Lincoln School was at the corner of Cota and Santa Barbara streets. | Credit: S.B. Unified School District

Change is coming to Santa Barbara. Senate Bill 35 requires that we expedite building much more housing now. Known around the world for our red-tiled and low-profile Andalusian look, the central city is going to have to accept several thousand new units in the next five to 10 years. Who will live in this housing required by the State of California?

Until the 1960s and1970s, Santa Barbara had more low- and moderate-income housing downtown, much of it in need of repair and updating. The city’s Housing & Redevelopment Agency leveraged a number of low-income housing projects, mostly with the city’s Housing Authority, until redevelopment agencies closed operation statewide in 2012. However the bulk of units built in the last 15 years have been high end, sometimes purchased as an investment and seldom occupied.

In 1979, Lincoln School, Santa Barbara’s first school (built in 1871) was demolished, and the city purchased the site for affordable housing. That was 40 years ago! The school site at Cota and Santa Barbara streets has been utilized as a parking lot and for the beloved Saturday Farmers Market since 1985. Across the street from Lincoln School is Vera Cruz Park, and adjacent to it at Ortega Street is a large State of California Employment Development Department lot and single-story 1950s office building. Surely the city and the state could agree on a plan to build affordable housing and a neighborhood school for the expected families moving into the more densely built downtown on the conjoining properties.

At the same time as it is widely agreed and required that we need to house more people downtown, the Santa Barbara Chapter of the American Institute of Architects has completed a detailed series of plans and concepts for added housing along State Street. City staff and review boards have proposed significant changes in formulas for building many more residential units. Still, when faced with high land costs, the best we can hope for is 10-15 percent of the new units being for moderate-income families.

In the midst of our housing development crisis, one of the best strategies outlined by a 2019 County Grand Jury report is to utilize land already owned by a public agency.
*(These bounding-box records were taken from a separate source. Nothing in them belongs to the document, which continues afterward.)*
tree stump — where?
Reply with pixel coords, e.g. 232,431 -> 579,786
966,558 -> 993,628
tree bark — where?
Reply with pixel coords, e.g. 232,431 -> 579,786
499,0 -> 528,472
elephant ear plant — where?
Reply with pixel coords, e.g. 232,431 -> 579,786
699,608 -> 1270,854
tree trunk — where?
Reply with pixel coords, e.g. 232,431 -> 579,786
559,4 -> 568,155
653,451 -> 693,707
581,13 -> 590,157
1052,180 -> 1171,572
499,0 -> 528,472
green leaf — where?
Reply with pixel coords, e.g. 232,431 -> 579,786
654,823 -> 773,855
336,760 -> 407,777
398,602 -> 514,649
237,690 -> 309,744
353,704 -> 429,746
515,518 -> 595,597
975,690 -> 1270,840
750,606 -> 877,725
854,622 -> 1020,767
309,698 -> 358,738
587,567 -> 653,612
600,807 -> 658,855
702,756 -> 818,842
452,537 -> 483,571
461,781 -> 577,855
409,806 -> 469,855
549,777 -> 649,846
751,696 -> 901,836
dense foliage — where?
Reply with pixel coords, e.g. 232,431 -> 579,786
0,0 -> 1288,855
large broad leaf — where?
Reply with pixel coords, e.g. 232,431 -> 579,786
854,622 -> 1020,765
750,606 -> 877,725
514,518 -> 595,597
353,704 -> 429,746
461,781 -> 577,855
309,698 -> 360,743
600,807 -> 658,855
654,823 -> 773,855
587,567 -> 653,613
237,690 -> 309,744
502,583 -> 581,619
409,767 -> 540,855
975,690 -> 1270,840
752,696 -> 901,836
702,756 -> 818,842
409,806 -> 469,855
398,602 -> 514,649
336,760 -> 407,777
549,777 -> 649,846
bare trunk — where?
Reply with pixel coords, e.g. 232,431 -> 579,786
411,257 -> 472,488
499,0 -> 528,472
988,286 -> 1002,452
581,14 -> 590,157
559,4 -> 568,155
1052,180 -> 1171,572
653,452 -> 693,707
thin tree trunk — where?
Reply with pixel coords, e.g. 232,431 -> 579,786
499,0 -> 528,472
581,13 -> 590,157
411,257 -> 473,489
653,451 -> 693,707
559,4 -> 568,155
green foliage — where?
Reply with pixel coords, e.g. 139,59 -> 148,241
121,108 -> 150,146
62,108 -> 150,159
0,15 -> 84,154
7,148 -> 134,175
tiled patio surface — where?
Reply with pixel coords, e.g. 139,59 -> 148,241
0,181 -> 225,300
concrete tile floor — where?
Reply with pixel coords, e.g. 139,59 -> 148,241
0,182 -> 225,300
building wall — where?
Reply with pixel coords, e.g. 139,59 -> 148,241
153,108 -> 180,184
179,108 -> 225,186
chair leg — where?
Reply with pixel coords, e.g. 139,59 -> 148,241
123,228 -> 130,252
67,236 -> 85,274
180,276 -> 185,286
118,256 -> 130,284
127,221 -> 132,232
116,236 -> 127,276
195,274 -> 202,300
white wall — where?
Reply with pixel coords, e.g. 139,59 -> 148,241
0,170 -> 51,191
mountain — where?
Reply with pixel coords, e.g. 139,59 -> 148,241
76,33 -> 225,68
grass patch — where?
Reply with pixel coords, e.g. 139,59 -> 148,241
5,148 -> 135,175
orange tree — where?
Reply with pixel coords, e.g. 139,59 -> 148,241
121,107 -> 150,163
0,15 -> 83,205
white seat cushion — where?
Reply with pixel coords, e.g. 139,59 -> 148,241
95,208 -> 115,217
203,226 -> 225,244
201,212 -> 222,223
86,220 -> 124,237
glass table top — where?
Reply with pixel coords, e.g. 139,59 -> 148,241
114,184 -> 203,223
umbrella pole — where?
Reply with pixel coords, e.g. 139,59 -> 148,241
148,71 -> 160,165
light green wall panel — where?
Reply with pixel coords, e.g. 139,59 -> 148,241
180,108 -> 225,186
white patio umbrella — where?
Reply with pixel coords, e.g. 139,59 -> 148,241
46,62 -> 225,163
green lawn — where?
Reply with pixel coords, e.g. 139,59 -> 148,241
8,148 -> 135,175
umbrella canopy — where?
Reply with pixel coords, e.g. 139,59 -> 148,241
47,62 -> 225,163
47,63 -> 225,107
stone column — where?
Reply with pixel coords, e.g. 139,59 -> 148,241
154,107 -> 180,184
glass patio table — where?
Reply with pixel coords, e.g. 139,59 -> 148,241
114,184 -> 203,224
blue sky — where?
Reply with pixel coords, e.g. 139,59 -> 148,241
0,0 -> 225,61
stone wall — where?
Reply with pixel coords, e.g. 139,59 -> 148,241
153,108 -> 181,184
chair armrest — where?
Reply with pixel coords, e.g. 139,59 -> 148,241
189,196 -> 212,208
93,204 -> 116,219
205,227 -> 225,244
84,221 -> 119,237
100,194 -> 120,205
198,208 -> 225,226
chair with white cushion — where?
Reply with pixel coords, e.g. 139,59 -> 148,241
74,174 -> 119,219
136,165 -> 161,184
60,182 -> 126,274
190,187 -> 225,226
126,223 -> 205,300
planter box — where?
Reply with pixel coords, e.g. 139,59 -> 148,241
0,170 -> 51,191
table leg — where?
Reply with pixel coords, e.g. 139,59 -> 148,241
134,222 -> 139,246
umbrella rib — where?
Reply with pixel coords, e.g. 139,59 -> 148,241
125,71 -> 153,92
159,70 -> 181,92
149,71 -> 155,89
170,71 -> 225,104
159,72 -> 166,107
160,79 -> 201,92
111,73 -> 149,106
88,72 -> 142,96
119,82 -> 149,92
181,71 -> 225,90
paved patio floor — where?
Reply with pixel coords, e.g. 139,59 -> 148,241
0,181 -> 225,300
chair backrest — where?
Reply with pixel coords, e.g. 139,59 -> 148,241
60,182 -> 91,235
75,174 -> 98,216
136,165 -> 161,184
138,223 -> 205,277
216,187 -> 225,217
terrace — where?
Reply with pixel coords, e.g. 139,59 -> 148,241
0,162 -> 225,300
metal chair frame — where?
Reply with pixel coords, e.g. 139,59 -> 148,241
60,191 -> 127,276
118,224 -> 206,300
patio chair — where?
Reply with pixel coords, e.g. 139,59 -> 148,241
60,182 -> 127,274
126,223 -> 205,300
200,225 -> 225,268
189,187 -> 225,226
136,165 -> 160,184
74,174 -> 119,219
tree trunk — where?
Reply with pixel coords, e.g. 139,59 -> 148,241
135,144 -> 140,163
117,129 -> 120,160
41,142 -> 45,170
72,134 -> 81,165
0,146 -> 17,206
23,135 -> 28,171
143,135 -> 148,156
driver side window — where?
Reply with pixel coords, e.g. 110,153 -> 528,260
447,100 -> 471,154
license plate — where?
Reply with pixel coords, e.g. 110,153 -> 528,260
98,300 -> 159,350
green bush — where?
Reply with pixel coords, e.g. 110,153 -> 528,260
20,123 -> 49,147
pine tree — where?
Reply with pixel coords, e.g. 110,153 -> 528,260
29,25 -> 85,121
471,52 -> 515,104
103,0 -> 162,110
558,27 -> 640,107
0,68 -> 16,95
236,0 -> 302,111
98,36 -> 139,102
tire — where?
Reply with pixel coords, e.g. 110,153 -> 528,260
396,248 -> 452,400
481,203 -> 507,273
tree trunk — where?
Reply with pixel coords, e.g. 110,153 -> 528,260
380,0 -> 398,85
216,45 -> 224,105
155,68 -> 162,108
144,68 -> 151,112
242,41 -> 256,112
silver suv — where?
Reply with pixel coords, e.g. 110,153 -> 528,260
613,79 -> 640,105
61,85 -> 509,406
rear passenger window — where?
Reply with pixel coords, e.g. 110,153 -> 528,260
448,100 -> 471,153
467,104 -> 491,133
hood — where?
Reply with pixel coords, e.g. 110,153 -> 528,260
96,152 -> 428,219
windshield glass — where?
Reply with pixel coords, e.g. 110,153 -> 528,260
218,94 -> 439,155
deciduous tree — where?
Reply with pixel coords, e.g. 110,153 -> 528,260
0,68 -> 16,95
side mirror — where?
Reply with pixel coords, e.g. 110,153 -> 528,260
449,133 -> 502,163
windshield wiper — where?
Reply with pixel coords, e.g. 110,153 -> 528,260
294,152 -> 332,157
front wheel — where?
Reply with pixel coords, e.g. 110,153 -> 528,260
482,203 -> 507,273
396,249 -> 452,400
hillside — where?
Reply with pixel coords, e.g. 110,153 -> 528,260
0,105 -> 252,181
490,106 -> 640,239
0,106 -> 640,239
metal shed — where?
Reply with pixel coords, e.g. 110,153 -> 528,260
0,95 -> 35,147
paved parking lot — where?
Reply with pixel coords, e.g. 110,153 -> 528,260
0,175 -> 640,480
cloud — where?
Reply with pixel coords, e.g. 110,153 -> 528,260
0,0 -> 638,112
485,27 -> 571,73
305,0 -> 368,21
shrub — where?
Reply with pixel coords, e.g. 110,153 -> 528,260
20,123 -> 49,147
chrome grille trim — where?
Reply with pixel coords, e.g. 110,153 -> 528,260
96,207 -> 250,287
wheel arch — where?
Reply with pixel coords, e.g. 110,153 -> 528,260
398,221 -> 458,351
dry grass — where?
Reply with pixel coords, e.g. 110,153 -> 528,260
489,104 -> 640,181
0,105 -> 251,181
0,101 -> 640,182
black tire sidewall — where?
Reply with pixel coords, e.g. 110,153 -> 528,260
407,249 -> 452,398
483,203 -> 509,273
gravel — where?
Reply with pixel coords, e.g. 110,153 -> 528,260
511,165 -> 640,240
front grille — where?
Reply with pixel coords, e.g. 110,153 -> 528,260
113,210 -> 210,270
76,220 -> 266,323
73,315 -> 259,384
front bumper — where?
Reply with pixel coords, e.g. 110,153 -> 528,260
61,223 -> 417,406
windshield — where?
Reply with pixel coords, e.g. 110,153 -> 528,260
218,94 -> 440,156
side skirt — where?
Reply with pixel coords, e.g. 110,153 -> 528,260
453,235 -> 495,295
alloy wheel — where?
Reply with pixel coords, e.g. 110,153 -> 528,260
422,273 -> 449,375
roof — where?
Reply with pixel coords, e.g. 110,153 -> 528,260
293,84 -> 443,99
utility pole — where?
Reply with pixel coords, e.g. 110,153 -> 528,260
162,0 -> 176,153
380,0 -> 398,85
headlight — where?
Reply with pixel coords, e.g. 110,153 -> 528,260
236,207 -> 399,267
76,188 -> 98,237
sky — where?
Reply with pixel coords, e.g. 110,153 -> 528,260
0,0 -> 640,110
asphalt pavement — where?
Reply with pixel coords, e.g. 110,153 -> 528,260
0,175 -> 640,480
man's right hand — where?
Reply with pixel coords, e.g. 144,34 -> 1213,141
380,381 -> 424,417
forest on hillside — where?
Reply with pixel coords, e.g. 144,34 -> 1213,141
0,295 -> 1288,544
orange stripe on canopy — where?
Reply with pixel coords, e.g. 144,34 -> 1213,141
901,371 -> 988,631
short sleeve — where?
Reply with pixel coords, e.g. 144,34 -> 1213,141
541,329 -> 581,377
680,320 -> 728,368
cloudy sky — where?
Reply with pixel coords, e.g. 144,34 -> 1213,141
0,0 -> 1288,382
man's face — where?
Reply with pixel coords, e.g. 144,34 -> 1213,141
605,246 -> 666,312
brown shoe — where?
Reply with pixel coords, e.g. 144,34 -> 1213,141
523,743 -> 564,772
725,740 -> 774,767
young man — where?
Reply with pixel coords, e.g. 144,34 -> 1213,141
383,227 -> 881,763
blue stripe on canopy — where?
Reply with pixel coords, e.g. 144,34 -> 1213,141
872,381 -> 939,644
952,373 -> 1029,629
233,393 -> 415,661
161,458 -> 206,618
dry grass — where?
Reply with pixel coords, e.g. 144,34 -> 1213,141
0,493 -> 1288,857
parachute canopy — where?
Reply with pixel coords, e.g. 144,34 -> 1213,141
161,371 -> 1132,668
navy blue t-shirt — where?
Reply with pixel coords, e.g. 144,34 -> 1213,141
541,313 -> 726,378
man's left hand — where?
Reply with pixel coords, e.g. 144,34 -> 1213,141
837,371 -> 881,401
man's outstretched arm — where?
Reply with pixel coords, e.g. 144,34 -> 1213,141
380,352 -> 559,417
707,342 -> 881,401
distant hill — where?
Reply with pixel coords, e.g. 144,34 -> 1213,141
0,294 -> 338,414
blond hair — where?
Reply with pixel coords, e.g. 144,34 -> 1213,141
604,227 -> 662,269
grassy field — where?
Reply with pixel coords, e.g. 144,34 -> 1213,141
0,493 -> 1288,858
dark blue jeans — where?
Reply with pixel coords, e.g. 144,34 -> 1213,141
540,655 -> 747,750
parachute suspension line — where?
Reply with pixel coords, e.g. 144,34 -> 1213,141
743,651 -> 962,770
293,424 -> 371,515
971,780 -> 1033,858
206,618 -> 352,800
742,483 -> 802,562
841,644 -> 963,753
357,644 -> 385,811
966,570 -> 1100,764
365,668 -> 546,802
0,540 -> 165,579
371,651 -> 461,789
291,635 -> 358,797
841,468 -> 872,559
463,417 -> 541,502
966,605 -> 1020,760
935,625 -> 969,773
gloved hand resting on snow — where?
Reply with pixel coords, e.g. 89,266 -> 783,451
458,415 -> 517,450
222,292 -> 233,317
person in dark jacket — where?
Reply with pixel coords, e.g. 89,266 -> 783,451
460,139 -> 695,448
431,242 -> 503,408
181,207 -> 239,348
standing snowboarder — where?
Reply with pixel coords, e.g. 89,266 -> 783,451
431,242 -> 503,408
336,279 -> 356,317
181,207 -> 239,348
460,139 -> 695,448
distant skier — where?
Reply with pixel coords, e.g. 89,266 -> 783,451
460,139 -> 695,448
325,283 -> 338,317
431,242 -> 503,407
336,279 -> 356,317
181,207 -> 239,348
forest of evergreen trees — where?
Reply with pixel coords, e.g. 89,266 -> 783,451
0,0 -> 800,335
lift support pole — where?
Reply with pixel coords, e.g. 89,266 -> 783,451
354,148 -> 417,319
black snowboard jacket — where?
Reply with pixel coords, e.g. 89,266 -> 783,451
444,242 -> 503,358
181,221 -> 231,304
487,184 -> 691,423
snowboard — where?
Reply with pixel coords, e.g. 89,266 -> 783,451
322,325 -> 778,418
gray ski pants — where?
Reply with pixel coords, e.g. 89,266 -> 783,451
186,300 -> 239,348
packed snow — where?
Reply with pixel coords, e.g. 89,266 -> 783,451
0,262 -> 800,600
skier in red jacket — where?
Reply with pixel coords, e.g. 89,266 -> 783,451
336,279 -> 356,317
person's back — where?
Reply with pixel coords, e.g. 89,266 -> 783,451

Looking at the Lincoln School neighborhood, it is extraordinary how many other large under-built properties belong to the city, school district, and state. The dity Public Works and Parks & Recreation yards with metal office buildings take over a block between Garden Street and halfway to Olive Street. Closing Laguna Street and reconfiguring that huge area would provide a lot of housing. It might take longer to identify space efficiencies in these departments and alternative locations, but if housing is the city’s number one goal these properties must be considered. At Ortega and Garden Streets is a school district property with a large parking lot. The City Council and the Santa Barbara Unified School District board must collaborate and find the political will to meet the future housing and education needs of Santa Barbara.